Nicaragua imprisoned many soldiers for crimes against the Miskitos. Bill Means of the American Indian Movement says the autonomy project now being worked out between the Sandinistas and the Miskitos could be a model for relations between governments and native people. But Amnesty reports the US-supported Salvadoran and Guatemalan governments have not punished a single member of the military for crimes against their own citizens.
The Reagan and Bush administrations use a peculiar formula for separating the good Indians from the bad Indians. Nicaraguan Indians willing to work with former Somoza National Guards are called ``freedom fighters.'' Salvadoran and Guatemalan Indians asking for land and justice are called either communists, subversives, or ``guerrilla front groups.''
The Miskito Indians are probably the most familiar group of indigenous Latin Americans to North Americans. This name recognition is a sign of the success of the Reagan and Bush administrations in limiting the debate on Central America.
This success should cause the US media to question their role as transmitters of government information. If the US media feel a responsibility to foster democracy then they must recognize that information provided by citizens is as valid as, and perhaps less biased than, that provided by governments.
Many Americans seem to need to believe that our government doesn't do anything wrong.

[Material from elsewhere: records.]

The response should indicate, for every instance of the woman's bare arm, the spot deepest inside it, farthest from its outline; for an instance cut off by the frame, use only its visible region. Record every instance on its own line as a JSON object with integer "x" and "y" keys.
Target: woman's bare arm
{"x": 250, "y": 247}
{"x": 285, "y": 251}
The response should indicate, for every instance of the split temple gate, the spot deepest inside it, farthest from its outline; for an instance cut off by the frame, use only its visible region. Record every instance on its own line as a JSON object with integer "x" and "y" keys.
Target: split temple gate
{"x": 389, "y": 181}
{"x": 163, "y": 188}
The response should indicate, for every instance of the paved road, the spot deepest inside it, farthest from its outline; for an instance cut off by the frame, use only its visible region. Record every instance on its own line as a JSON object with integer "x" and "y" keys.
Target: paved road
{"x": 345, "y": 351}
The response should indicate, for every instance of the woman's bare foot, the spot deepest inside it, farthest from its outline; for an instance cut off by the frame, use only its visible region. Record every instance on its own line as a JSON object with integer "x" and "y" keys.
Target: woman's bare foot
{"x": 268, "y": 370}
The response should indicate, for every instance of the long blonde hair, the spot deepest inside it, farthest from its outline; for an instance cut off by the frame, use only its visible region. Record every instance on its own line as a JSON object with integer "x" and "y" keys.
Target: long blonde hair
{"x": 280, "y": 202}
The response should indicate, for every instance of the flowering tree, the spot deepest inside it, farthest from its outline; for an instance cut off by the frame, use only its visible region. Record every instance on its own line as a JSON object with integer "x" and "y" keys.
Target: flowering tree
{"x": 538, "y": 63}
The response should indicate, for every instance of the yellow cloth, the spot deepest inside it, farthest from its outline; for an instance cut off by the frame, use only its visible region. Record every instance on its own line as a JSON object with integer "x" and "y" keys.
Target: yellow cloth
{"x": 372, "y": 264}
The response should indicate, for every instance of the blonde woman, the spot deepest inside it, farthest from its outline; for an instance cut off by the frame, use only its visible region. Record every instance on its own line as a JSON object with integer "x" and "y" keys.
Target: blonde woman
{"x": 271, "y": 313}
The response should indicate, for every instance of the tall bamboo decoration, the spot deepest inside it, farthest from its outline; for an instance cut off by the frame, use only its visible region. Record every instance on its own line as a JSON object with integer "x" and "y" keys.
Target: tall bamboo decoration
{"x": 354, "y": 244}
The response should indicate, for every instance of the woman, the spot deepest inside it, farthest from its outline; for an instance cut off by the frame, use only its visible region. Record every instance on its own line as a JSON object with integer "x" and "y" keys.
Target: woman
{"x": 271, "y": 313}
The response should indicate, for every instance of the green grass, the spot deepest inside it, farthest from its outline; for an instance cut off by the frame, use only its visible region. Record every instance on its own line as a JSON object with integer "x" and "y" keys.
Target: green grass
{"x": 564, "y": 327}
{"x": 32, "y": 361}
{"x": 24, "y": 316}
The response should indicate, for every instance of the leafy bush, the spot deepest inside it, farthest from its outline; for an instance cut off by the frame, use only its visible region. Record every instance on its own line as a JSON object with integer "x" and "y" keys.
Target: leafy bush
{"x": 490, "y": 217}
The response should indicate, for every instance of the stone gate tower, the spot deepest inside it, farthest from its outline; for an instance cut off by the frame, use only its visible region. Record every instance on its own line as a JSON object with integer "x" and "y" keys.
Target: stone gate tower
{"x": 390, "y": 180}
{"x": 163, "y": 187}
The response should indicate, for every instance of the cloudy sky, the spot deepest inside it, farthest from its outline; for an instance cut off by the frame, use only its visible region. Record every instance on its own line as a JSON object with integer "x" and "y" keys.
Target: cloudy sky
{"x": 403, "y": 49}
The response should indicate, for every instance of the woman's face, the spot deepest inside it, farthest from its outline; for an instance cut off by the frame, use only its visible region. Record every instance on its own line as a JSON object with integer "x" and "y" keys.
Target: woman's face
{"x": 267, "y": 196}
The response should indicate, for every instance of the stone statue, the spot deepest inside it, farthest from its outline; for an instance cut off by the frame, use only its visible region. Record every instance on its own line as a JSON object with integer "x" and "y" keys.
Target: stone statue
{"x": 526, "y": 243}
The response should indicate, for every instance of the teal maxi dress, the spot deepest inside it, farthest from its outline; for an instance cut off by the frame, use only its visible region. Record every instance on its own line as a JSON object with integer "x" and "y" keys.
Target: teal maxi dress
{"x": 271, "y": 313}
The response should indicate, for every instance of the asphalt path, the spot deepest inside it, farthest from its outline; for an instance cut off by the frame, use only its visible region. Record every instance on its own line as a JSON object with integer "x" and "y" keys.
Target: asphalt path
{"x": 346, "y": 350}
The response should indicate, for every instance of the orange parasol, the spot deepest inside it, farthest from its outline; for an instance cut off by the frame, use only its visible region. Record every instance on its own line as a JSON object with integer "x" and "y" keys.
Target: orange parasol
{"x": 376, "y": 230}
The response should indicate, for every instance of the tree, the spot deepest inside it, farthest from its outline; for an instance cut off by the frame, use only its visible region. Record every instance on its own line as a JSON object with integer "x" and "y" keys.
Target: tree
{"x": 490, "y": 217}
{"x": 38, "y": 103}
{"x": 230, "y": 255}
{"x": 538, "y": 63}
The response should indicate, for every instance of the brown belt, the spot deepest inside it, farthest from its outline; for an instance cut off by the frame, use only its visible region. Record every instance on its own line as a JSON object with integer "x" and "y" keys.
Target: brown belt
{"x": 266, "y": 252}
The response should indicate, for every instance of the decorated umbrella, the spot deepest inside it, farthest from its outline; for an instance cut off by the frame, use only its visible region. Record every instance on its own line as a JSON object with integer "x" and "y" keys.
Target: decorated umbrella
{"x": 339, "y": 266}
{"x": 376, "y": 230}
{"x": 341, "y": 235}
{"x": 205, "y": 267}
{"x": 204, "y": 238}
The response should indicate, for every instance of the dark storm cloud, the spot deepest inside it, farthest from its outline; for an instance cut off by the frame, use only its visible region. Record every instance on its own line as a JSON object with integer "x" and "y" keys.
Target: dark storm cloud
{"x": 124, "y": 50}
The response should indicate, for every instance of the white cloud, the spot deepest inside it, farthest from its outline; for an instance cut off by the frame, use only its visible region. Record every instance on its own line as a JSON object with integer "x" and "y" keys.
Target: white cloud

That's how we avoid learning from our mistakes.
The Marines have landed in Nicaragua 14 times, according to ``One Hundred and Eighty Landings of US Marines,'' an official Marine Corps history book on the subject. The current US intervention in Nicaragua started in 1927 with six years of Marine occupation, then 45 years of support for the Somoza dictatorship, and now the contra war. US intervention in El Salvador and Guatemala also is not new.
Of all those with a stake in our government, the people are the least involved. That should change. US Citizens should be the most involved. If we want justice, humanity, and decency in government, we'll have to work for it.